Today was a good day. Why? Because my first issue of Bon Appétit (BA) magazine arrived! The subscription was a St. Nick gift from Bob, so I’ve been anxiously awaiting its arrival for a month now. And not only has it finally arrived, but it’s also the cooking school issue—teaching basic cooking techniques like pan roasting, braising and even making homemade stock. As I flipped through it, I marked pages of recipes I can’t wait to try and even what occasions I might make them for. The chocolate buttermilk cake with chocolate-pecan icing would be perfect for Bob’s upcoming birthday.
But with exotic ingredients such as Dungeness crab for a delicious sounding Crab Toast or flounder fillets to go with the Fennel-Tomato Sauce, also comes the thought “where am I going to find this in Green Bay?” So, as I make my foray into the gourmet recipes of BA , hopefully, I’ll stumble upon some great local places to buy the ingredients. Here’s hoping…

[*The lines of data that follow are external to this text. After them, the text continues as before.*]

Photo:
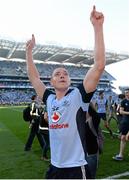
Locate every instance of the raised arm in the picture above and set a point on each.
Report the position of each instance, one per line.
(33, 74)
(93, 75)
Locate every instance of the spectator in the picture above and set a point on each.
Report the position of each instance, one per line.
(124, 111)
(34, 125)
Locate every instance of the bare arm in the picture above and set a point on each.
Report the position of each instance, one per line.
(33, 74)
(93, 75)
(123, 112)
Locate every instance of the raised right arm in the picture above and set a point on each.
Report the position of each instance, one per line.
(32, 71)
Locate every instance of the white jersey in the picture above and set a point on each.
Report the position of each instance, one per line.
(67, 128)
(101, 105)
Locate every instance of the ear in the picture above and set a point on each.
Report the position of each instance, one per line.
(51, 81)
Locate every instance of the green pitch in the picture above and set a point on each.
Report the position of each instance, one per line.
(17, 164)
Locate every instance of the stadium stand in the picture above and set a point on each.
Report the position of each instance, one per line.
(15, 87)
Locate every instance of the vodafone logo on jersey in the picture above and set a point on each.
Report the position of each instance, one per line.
(55, 117)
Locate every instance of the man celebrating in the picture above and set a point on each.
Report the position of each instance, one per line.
(67, 108)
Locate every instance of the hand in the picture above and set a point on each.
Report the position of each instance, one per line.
(31, 43)
(96, 17)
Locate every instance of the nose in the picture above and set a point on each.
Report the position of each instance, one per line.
(61, 77)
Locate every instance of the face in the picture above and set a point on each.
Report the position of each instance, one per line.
(60, 79)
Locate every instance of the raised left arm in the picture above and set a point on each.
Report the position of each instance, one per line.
(93, 75)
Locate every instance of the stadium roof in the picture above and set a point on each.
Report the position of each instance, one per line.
(52, 53)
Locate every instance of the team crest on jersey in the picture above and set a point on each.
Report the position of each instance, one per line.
(56, 116)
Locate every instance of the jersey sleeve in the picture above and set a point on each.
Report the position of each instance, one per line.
(46, 94)
(86, 97)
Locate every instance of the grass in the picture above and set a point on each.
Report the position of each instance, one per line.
(17, 164)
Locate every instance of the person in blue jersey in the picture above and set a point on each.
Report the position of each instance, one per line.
(124, 111)
(67, 108)
(101, 106)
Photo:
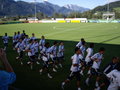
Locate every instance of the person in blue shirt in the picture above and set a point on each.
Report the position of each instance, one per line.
(7, 76)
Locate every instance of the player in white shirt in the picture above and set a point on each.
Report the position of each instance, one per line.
(20, 48)
(45, 58)
(83, 48)
(80, 43)
(95, 70)
(5, 41)
(88, 60)
(18, 36)
(75, 69)
(14, 40)
(60, 53)
(23, 34)
(41, 45)
(53, 55)
(33, 36)
(26, 40)
(115, 64)
(31, 53)
(114, 77)
(42, 42)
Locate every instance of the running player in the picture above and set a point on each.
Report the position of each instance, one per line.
(36, 45)
(88, 60)
(33, 36)
(42, 42)
(53, 55)
(95, 70)
(45, 58)
(31, 53)
(20, 48)
(60, 53)
(14, 40)
(80, 43)
(75, 70)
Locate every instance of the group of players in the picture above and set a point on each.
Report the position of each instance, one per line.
(41, 50)
(50, 55)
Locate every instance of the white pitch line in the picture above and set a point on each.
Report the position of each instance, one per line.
(67, 30)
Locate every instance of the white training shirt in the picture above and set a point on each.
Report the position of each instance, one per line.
(75, 60)
(53, 50)
(96, 65)
(114, 78)
(14, 38)
(18, 36)
(89, 54)
(60, 51)
(42, 42)
(33, 38)
(32, 48)
(20, 46)
(5, 39)
(79, 44)
(82, 48)
(26, 41)
(36, 45)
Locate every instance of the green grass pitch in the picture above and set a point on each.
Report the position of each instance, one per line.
(102, 34)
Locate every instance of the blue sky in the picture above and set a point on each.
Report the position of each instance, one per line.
(84, 3)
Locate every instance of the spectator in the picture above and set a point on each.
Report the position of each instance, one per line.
(7, 76)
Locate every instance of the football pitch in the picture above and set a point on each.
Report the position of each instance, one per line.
(102, 34)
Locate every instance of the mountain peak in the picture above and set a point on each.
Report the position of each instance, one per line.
(76, 8)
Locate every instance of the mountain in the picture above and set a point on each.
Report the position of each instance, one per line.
(103, 8)
(76, 8)
(13, 8)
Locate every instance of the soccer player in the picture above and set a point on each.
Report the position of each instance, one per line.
(114, 77)
(95, 70)
(53, 55)
(33, 36)
(41, 45)
(80, 43)
(60, 53)
(18, 36)
(26, 40)
(23, 34)
(36, 45)
(45, 57)
(7, 76)
(75, 70)
(110, 67)
(88, 60)
(31, 53)
(14, 40)
(20, 46)
(5, 40)
(42, 42)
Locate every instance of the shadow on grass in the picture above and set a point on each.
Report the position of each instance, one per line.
(31, 79)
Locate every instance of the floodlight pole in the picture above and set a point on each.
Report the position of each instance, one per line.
(35, 10)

From the fancy pages of BA to the more everyday-cook pages of Taste of Home, I’m sharing a recipe for an easy BBQ & ranch chicken pizza. One of the reasons I selected this recipe was because it uses ranch dressing. Bob LOVES ranch and especially on his pizza. So this recipe eliminated his need to add it on the side since it’s already in the sauce. He did have one minor complaint though. Bob wasn’t a huge fan of the crescent crust; it was too buttery for him. I love crescents, so I liked it. But I’m sure a refrigerated tube of pizza dough (or maybe even a refrigerated tube of french bread) would work perfectly.
BBQ & Ranch Chicken Pizza (from December/January Taste of Home Magazine)
2 tubes of refrigerated crescent rolls
1/2 cup hickory smoke-flavored barbecue sauce, divided
1/4 cup ranch salad dressing (Bob and my preference is Hidden Valley Original)
3 cups cooked and cut up chicken breasts
2 cups shredded pizza cheese
1. Press the crescent rolls onto the bottom and sides of a 15 in. x 10 in. baking sheet. Bake at 375˚ for 10 minutes.
2. Mix 1/4 cup of the BBQ sauce and the ranch; spread over crust.
3. Toss the cooked chicken with the remaining 1/4 BBQ sauce and arrange on the crust.
4. Top with the cheese.
5. Bake 15 – 20 minutes for until cheese is nice and melted.